Category: Money tips Release Date: 2006-02-04
Active investments refer to investors in order from the top down or bottom-up approach to asset allocation, industry configuration and choose stocks, select stocks such as timing, there is no considerable accumulation of knowledge and time is impossible. In fact, even in a professional asset management companies, to accurately based on the capital market is expected to be the most effective asset allocation is very difficult. The asset allocation needs to correctly predict macro-economic changes in future policy trends, future market trends and the correlation between the degree of the assets, which is not a virtue of many factors, quantitative analysis model will be able to grasp, therefore, be more like asset allocation an art. Relatively speaking, the industry configuration and choose stocks is relatively easy to learn more. In general, the fund company's research team will select a core stock pool, and then choose stocks in which the further.
Passive investment generally refers to mimic an index of investment, hope to get similar benefits with the index. There is a question of selecting the most appropriate index, for example, S & P500 is a very active and therefore a very appropriate indicator, but there are an index of the lack of representation, can not represent the mainstream market. There is also a practical implementation. For example, for an individual investor, even if the purchase of the card 50 such indicators, but also need to purchase 50 shares, buying and selling quite laborious. Therefore, investors will generally choose to carry out passive index fund investing.

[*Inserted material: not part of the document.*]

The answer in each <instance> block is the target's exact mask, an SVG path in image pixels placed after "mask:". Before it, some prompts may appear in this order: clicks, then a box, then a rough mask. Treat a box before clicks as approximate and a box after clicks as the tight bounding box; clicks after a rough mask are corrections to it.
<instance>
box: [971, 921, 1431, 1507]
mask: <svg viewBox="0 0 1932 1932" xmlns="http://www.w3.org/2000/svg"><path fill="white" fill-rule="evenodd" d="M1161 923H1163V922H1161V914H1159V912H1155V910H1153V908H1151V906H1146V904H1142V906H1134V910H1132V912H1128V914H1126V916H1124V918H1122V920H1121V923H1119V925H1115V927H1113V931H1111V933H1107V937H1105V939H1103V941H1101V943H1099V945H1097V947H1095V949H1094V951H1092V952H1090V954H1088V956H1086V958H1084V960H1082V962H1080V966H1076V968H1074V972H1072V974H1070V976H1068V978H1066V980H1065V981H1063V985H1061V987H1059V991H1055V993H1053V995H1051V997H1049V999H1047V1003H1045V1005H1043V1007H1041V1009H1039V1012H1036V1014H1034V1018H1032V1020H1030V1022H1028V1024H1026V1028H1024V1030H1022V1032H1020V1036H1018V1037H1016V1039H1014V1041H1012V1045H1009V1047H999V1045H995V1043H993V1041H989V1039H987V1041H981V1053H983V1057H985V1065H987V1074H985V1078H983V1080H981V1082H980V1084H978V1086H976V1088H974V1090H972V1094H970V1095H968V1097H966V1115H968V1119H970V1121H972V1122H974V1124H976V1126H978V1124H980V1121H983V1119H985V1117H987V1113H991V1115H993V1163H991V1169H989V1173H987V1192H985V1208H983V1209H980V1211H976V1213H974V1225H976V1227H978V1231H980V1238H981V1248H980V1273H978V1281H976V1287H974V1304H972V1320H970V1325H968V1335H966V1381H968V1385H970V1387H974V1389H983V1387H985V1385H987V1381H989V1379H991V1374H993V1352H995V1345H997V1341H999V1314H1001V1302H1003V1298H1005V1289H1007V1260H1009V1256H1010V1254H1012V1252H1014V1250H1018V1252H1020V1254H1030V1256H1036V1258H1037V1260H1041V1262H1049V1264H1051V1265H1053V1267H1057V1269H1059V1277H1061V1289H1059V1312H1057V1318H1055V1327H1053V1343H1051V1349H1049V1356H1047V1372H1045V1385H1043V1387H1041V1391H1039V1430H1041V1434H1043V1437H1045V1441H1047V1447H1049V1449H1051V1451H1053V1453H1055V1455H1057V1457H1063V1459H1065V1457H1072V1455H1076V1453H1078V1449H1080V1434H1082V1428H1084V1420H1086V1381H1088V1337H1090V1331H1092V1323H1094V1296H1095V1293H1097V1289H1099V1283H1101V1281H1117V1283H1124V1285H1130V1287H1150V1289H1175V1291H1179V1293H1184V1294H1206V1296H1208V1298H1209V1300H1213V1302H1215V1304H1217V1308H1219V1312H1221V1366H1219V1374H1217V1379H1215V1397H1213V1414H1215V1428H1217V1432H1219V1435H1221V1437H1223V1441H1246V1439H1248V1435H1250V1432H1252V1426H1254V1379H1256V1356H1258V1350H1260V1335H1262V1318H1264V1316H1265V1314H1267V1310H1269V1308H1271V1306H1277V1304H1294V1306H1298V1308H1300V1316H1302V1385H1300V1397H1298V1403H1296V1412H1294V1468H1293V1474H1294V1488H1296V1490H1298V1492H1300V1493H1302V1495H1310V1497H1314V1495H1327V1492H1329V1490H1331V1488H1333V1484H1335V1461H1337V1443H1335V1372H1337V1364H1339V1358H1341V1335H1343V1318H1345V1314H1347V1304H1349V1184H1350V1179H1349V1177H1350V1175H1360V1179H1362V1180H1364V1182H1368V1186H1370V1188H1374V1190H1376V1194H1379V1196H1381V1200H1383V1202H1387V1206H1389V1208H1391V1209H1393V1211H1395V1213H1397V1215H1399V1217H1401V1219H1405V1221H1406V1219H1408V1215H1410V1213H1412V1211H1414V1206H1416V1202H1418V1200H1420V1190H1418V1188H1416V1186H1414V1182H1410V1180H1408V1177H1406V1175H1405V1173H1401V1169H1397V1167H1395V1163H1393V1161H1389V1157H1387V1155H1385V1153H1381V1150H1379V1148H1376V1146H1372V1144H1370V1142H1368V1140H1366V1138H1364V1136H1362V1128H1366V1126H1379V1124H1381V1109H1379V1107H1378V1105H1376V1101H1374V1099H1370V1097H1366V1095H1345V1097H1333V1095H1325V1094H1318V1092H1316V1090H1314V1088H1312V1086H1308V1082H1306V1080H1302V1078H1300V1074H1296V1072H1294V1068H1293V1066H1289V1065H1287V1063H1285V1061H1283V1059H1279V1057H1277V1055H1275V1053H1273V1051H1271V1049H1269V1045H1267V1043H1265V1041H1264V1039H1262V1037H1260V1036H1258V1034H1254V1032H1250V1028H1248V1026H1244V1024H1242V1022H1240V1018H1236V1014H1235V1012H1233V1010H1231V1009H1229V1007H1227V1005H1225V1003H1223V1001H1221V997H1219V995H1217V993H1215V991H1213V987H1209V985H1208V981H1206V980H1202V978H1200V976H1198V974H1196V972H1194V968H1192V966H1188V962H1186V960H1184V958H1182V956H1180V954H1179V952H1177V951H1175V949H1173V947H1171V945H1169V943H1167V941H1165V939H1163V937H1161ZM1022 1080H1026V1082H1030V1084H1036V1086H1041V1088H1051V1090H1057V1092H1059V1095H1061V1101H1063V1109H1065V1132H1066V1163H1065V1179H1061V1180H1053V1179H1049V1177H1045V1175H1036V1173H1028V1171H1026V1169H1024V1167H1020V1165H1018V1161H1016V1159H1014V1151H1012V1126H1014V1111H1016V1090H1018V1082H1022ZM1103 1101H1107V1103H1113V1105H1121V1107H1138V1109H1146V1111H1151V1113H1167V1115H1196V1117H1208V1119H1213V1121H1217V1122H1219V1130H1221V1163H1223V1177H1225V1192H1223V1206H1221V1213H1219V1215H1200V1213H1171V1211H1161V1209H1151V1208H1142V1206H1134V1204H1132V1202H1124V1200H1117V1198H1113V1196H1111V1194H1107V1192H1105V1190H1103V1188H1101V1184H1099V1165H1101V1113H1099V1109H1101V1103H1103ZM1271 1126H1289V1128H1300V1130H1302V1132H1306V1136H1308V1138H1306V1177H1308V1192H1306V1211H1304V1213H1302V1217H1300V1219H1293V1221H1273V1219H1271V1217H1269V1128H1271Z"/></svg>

The efficiency of the investment market is to determine whether we focus on the initiative of investment considerations. The level of market efficiency, investment and initiative will determine the relative performance of passive investment. In more efficient markets, mature markets such as Europe and the United States, due to information transparency, internal control by relatively strict control, stock prices basically reflect the company's fundamentals. Therefore, the initiative undertaken by the choice of investment shares difficult to obtain a lower return on the stock's efforts. The initiative, investments need to spend a lot of research and transaction costs, passive investment, such as the performance of index funds would be better but is a lot of investors should consider the variety. On the contrary, in the more mature markets, due to price does not reflect the fundamentals, the information transparent and timely disclosure of information and other reasons not entirely, the Institute has done a lot of work, such as intensive interviews with the relevant listed companies will help to find some undervalued companies to the investment performance of the initiative is better than passive investment. To China Taiwan as an example, funds in the past history, there are 3 / 4 of the fund than their choice of performance standards to prove that the initiative can be a positive return on investment. Taiwan investors proactive personality makes them prefer the initiative of investment products.
On the current China market, because of its maturity is not enough, and the market is really big, in such market conditions, it is quite intensive to visit the company, rather than to maintain good interactions to discover a good investment targets more effective. In this case, the need for adequate manpower and resources, it is difficult competent individual investors. Investors can make greater use of funds, professional asset management company, select the active type of product, in order to obtain better than the broader market gains. In fact, the past performance of the mainland fund industry has proved its overall performance can overcome the broader market initiative, although the higher rates of investment funds, but for bringing investors better returns than the broader market.